Answer:
1. x = 6 cm
2. The coordinates of the x-intercept are (-15.798879, 0) and (8.177004, 0)
b) The maximum value of is y is approximately 459.874
The value of 'x' for which the maximum occurs is x is -3.8109375
c) 'k' is approximately -15.63748 or 'k' is approximately 8.0156
Explanation:
1. The area of rectangle ABCD - Area of triangle ABP = 114 cm²
Therefore, we have;
The area of rectangle ABCD = (2·x - 3)·(3·x + 1)

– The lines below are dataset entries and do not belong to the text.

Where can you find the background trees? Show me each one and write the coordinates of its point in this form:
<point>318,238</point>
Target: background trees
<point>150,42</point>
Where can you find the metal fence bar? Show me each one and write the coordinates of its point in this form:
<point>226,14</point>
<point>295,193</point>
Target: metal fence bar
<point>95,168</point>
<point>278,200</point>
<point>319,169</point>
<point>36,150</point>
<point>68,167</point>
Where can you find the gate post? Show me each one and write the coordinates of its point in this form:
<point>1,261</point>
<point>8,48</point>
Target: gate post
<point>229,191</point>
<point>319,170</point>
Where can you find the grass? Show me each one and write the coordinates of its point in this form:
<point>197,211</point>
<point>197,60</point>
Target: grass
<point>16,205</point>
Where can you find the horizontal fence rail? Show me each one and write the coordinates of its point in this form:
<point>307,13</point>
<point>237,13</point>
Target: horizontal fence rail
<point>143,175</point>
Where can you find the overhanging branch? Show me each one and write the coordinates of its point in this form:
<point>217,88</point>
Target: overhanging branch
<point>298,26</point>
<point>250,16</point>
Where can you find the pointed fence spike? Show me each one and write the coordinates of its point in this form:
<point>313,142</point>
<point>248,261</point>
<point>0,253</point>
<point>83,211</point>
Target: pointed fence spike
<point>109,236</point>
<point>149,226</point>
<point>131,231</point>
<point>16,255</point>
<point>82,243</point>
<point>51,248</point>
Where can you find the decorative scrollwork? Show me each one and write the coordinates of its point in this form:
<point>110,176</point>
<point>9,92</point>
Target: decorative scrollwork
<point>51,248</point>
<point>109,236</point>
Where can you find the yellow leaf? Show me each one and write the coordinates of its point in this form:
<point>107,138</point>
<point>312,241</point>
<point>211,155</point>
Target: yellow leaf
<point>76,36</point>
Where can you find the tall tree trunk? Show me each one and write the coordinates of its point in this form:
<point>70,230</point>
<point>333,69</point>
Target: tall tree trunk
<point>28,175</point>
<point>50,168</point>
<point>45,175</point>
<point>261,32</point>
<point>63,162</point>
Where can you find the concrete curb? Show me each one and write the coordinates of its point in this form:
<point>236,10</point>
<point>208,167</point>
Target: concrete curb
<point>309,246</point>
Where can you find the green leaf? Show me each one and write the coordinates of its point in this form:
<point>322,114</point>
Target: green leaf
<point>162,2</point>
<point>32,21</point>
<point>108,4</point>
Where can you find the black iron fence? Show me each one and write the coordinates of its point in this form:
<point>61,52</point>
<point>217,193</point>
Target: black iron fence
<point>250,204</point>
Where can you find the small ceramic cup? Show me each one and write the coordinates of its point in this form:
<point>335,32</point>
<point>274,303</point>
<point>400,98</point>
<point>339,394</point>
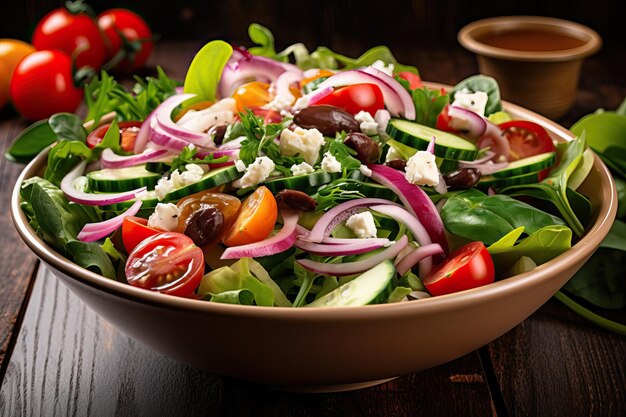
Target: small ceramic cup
<point>536,60</point>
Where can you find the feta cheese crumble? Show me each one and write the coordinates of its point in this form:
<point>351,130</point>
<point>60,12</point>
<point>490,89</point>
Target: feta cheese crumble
<point>367,123</point>
<point>421,169</point>
<point>301,169</point>
<point>380,66</point>
<point>476,102</point>
<point>257,172</point>
<point>165,217</point>
<point>362,224</point>
<point>330,163</point>
<point>303,142</point>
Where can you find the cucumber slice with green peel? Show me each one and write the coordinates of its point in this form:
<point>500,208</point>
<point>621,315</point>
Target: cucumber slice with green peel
<point>371,287</point>
<point>209,180</point>
<point>491,181</point>
<point>418,136</point>
<point>117,180</point>
<point>534,163</point>
<point>447,165</point>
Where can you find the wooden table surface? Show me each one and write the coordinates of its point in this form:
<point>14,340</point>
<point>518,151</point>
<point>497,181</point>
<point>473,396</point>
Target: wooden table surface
<point>57,358</point>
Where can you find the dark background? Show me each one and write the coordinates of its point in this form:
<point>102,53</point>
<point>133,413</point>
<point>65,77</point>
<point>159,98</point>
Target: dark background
<point>347,26</point>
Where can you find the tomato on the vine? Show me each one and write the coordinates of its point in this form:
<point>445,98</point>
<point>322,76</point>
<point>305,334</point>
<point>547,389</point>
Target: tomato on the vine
<point>134,231</point>
<point>168,263</point>
<point>135,40</point>
<point>526,139</point>
<point>68,32</point>
<point>128,134</point>
<point>42,85</point>
<point>470,266</point>
<point>355,98</point>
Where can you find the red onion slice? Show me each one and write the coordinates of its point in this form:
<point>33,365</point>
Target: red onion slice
<point>280,242</point>
<point>414,199</point>
<point>354,248</point>
<point>349,268</point>
<point>93,199</point>
<point>339,214</point>
<point>418,255</point>
<point>95,231</point>
<point>472,125</point>
<point>110,159</point>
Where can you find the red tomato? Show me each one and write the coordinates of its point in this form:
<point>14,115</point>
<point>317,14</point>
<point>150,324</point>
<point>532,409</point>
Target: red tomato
<point>137,37</point>
<point>42,85</point>
<point>357,97</point>
<point>128,133</point>
<point>65,31</point>
<point>470,266</point>
<point>168,263</point>
<point>526,139</point>
<point>415,81</point>
<point>134,231</point>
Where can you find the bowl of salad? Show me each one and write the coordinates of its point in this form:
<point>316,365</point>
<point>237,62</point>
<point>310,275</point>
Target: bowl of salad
<point>320,225</point>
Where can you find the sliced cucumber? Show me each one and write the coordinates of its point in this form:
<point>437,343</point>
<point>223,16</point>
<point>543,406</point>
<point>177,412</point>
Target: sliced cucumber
<point>531,164</point>
<point>418,136</point>
<point>122,179</point>
<point>371,287</point>
<point>211,179</point>
<point>491,181</point>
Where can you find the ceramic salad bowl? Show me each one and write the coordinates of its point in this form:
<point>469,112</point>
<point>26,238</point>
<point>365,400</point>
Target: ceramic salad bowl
<point>329,349</point>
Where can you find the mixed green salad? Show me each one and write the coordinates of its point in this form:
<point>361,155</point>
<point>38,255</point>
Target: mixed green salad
<point>300,179</point>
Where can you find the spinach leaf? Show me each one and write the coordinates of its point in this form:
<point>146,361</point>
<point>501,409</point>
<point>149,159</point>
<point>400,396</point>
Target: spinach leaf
<point>205,70</point>
<point>30,141</point>
<point>554,188</point>
<point>474,215</point>
<point>428,104</point>
<point>481,83</point>
<point>541,246</point>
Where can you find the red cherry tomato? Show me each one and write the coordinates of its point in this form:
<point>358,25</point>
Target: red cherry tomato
<point>65,31</point>
<point>137,35</point>
<point>134,231</point>
<point>526,139</point>
<point>356,98</point>
<point>128,134</point>
<point>415,81</point>
<point>470,266</point>
<point>168,263</point>
<point>42,85</point>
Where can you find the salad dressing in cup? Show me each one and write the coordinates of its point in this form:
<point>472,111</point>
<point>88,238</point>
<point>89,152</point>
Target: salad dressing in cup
<point>536,60</point>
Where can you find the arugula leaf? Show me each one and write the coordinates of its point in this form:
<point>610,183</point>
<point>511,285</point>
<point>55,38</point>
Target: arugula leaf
<point>554,188</point>
<point>474,215</point>
<point>541,246</point>
<point>205,70</point>
<point>481,83</point>
<point>428,104</point>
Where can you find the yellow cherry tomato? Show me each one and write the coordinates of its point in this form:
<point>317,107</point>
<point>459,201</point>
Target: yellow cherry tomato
<point>252,94</point>
<point>11,52</point>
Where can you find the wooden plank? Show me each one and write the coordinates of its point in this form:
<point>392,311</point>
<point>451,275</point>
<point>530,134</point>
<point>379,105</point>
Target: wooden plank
<point>67,361</point>
<point>17,262</point>
<point>556,364</point>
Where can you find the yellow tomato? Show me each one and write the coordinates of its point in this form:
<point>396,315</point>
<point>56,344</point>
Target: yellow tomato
<point>252,94</point>
<point>11,52</point>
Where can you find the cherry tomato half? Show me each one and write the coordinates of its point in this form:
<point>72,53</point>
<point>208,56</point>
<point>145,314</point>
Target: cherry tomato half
<point>66,32</point>
<point>356,98</point>
<point>470,266</point>
<point>168,263</point>
<point>526,139</point>
<point>415,81</point>
<point>42,85</point>
<point>134,231</point>
<point>256,219</point>
<point>136,41</point>
<point>128,134</point>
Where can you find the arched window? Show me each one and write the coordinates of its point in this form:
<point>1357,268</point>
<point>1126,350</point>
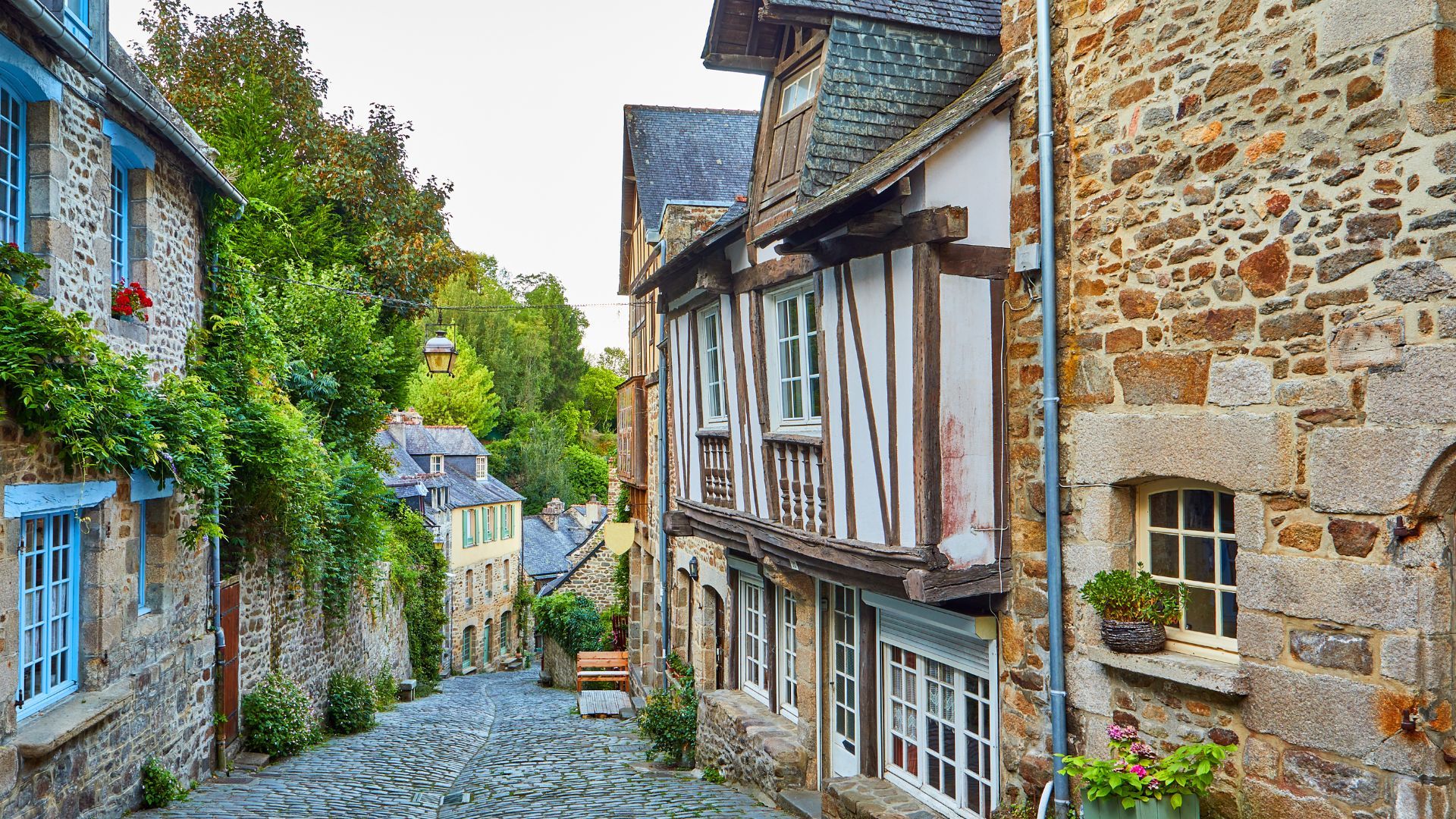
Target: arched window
<point>1185,535</point>
<point>468,648</point>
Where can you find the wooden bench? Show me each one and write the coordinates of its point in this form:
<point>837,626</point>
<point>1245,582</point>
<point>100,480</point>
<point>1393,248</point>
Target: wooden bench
<point>601,667</point>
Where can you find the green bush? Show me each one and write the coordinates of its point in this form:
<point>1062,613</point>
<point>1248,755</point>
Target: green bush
<point>669,720</point>
<point>351,703</point>
<point>1131,598</point>
<point>571,621</point>
<point>277,717</point>
<point>386,689</point>
<point>159,786</point>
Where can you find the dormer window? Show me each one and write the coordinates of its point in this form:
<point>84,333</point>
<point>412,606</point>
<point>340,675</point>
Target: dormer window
<point>77,19</point>
<point>799,93</point>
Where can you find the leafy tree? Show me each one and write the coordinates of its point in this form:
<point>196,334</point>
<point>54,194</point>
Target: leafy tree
<point>465,400</point>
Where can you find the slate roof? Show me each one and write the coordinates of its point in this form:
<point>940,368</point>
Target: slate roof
<point>689,155</point>
<point>864,180</point>
<point>883,80</point>
<point>967,17</point>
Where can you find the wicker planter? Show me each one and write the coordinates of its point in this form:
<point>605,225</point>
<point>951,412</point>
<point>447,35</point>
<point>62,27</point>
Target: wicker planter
<point>1133,637</point>
<point>1152,809</point>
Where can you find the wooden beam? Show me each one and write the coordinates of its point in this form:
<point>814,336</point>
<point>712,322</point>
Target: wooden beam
<point>976,261</point>
<point>935,226</point>
<point>951,583</point>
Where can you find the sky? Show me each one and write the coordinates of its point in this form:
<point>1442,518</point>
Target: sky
<point>519,105</point>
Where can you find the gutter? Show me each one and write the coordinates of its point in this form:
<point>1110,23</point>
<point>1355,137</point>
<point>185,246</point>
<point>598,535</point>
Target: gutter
<point>83,55</point>
<point>1050,406</point>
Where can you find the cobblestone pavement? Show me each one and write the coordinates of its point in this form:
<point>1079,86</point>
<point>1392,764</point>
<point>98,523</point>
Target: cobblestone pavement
<point>514,748</point>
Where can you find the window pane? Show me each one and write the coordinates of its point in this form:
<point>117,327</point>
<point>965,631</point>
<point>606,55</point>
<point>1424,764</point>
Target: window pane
<point>1200,613</point>
<point>1199,558</point>
<point>1164,554</point>
<point>1163,510</point>
<point>1199,510</point>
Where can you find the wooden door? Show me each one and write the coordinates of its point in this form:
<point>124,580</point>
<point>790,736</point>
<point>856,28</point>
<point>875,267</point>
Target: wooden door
<point>229,670</point>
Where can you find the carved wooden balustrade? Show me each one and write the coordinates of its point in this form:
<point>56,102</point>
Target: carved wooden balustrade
<point>797,496</point>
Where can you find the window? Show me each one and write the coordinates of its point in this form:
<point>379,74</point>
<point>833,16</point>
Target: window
<point>50,598</point>
<point>755,642</point>
<point>12,167</point>
<point>799,93</point>
<point>788,654</point>
<point>710,340</point>
<point>795,365</point>
<point>77,19</point>
<point>120,224</point>
<point>1185,535</point>
<point>940,725</point>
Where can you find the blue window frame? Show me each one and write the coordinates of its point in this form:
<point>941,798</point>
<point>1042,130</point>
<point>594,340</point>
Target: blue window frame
<point>50,601</point>
<point>12,167</point>
<point>120,223</point>
<point>77,19</point>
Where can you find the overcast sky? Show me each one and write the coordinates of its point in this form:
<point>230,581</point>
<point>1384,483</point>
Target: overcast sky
<point>519,105</point>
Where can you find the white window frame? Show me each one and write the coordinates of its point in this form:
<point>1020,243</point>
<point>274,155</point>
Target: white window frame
<point>800,91</point>
<point>711,365</point>
<point>788,635</point>
<point>753,639</point>
<point>778,347</point>
<point>965,689</point>
<point>1180,639</point>
<point>49,542</point>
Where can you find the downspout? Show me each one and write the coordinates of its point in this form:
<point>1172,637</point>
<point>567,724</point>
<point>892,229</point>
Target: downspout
<point>661,484</point>
<point>1050,403</point>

∴ The area of rectangle ABCD = 6·x² + 2·x - 9·x - 3 = 6·x² - 7·x - 3
The area of triangle ABP = 1/2 × (3·x + 1)·x = 3·x²/2 + x/2
The area of rectangle ABCD - Area of triangle ABP = 6·x² - 7·x - 3 - 3·x²/2 - x/2
6·x² - 7·x - 3 - 3·x²/2 + x/2 = 9·x²/2 - 13·x/2 - 3 = 114
9·x²/2 - 15·x/2 - 3 = 114
9·x² - 15·x - 6 - 228 = 0
9·x² - 15·x - 234 = 0
x = (15 ± √((-15)² - 4 × 9 × (-234)))/(2 × 9) = (15 ± 93)/18
∴ x = 6 or x = -13/3
Given that x is a natural number, we have that x = 6 cm
2. The given equation is 'y = -3.2·x² - 24.39·x + 413.4'
Therefore, we have;
The x-intercept are the values of 'x', where the value of 'y' is 0
Therefore, we have, at the x-intercept;
y = 0 = -3.2·x² - 24.39·x + 413.4
By the quadratic formula, we have;
x = (24.39 ± (√((-24.39)² - 4×(-3.2)×413.4)))/(2 × (-3.2))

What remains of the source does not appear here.